Tucson voters will decide on raise for mayor, city council

Voters last approved a raise for the city's leaders in 1999.

360 tucson chambers city hall City of Tucson's council chambers in downtown.
AZPM Staff

The Tucson mayor and city council are once again asking voters for a raise, which the voters have denied consistently for more than twenty years.

The elected council members, who work full time, receive $24,000 a year, while the mayor is paid $42,000.

A citizens' commission is proposing a 50% increase for council members and a 28% hike for the mayor.

Mayor Regina Romero said Tuesday it's time for the city to catch up, not just with inflation, but with the demands of the job:

"We've moved from a small-town to the 33rd largest city in this country, with a pay for a town of 50,000," she said.

Council member Lane Santa Cruz called the recommendation inadequate.

"We're expected to show up and be on, you know, 24/7 to do this," she told the council on Tuesday. "And we want to serve the public but to then come back and say, 'well, this is what we value that work that you do,' is disappointing."
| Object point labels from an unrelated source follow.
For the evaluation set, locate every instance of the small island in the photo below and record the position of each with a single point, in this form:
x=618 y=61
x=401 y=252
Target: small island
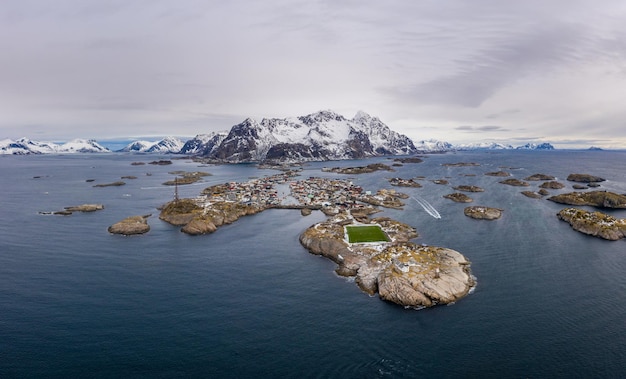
x=480 y=212
x=595 y=224
x=359 y=169
x=584 y=178
x=599 y=199
x=399 y=271
x=467 y=188
x=400 y=182
x=131 y=225
x=539 y=177
x=459 y=197
x=514 y=182
x=377 y=252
The voters last approved a raise for the mayor and council in 1999.

Even with the proposed raises, council members would earn the same as a street maintenance worker, while the mayor's paycheck would be slightly less than an entry-level police officer's.

The question will appear in this November's city election ballot alongside an initiative raising the minimum wage in Tucson $15 an hour, which is also more than a city council member makes.